Dunkle, sehr ruhig ausgeführte Akkorde des Klaviers (Serena Wang) markieren den ariosen Beginn. Wie aus der Ferne kommend gesellen sich Violine (Alexandra Cooreman) und Bratsche (Alyssa Warcup) dazu mit warmtönigen, allmählich anschwellenden Klängen. Das unaufgeregte Metrum der dämmerlichtigen Harmonien verbreitet eine faszinierende Atmosphäre; leuchtend farbige, facettenreiche Bilder werden kunstvoll inszeniert. Das Spiel wird straffer, voluminöser, aufgeregter; über wuchtigem Klavierfundament steigern sich die Streichereskapaden zum wilden Fortissimo, das sich kurz darauf wieder einpendelt auf mittlerer Dynamik. Diese von den jungen Interpretinnen mit musikantischer Verve grandios ausgeführte Wellenbewegung wiederholt sich ein paar Male, nimmt die Zuhörer mit in eine fremde, mit ihrer betörenden Klangfarbigkeit dennoch irgendwie vertraut anmutende Welt, in der man sich problemlos zurechtfindet. Der Schluss kommt einigermaßen überraschend, aber der faszinierende Höreindruck wirkt noch intensiv nach.
Das 1914 entstandene Klaviertrio a-Moll von Maurice Ravel führt mit anderer Besetzung die Stimmung von Colemans „Ar(i)a“ weiter mit einem melodischen Thema. Die Besetzung hat sich etwas verändert: Es gibt keine Bratsche, sondern ganz klassisch einen Cello-Part, gespielt von Gary Hoffman, der die jungen Musiker on Tour als inspirierender Mentor begleitet. Der Kopfsatz Modéré gefällt mit klangvollen, vom Klavier schillernd untermalten Streichersequenzen, die zwischenzeitlich immer wieder heftig aufwallen, um schließlich nocturnal sanft zu verklingen.
Verspielte Springlebendigkeit prägt das energiegeladene scherzo-hafte „Pantoum“. Bei den mehrschichtig überlagerten Rhythmen und schnellen Bewegungen ist ein besonders präzises Zusammenspiel gefragt. Kein Problem für das Trio, selbst dann, wenn es mitunter gehörig aufs Tempo drückt. Deutlich kontrastierend, in vornehm tiefgründigem Ernst schreitend, folgt die thematisch vom Klavier vorgelegte „Passacaille“. Gemeinsam mit den beiden Streichinstrumenten erwächst sie zum gewaltigen Höhepunkt. Und findet langsam zurück zum anfänglich ruhevollen Modus.

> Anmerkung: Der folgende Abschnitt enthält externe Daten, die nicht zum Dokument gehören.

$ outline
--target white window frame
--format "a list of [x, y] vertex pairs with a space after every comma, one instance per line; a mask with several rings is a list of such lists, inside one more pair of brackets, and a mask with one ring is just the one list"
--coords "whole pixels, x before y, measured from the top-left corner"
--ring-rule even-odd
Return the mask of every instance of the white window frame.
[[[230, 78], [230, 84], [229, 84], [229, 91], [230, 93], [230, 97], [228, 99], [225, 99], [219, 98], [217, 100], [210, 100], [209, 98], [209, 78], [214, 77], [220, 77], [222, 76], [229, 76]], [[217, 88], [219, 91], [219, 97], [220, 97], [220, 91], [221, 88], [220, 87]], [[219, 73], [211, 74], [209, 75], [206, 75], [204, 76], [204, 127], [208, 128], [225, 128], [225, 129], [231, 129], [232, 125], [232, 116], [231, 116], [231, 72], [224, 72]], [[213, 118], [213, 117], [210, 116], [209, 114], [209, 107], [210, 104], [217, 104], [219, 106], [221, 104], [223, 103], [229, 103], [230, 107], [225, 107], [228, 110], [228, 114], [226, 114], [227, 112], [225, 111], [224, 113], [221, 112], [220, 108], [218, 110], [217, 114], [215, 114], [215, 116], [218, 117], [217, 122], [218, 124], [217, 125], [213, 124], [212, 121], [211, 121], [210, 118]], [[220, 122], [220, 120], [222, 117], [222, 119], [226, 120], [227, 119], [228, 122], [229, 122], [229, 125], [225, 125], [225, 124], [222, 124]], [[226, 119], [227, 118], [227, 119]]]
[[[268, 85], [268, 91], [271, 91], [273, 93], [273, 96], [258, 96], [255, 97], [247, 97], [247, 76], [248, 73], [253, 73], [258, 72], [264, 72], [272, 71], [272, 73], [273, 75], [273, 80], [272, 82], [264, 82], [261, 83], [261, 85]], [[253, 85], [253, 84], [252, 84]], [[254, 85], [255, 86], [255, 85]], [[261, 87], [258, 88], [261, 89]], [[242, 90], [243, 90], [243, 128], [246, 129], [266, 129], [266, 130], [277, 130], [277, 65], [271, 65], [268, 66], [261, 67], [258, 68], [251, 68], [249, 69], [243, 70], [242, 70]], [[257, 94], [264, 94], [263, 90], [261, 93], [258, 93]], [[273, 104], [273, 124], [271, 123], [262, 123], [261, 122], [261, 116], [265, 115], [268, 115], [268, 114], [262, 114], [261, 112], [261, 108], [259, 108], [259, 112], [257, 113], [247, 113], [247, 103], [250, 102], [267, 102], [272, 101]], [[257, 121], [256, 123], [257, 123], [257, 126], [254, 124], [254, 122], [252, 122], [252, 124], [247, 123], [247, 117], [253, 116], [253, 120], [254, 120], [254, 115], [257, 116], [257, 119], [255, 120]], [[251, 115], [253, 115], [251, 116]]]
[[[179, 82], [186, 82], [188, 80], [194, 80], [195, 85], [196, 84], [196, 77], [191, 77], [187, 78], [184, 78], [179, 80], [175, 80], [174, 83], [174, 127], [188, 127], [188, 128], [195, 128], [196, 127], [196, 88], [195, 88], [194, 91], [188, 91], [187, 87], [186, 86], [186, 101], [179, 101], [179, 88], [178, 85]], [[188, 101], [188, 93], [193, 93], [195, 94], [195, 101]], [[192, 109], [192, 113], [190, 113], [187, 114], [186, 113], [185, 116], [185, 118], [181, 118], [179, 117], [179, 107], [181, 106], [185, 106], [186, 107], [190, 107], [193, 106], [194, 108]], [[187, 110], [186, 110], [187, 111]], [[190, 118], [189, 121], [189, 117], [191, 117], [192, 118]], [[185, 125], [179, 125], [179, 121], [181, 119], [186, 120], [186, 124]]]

Beim Finalsatz „Animé“ demonstrieren die drei Musizierenden nicht nur höchste Virtuosität; ihr fulminantes Aufspielen, bei dem streckenweise das Klavier stark dominiert, erreicht bei einer auf Höchstspannung abzielenden Dramaturgie ihrer Interpretation ein geradezu sinfonisches Ausmaß. Ein faszinierendes Wow!-Erlebnis, bei dem man anschließend prompt erst einmal tief durchatmen muss.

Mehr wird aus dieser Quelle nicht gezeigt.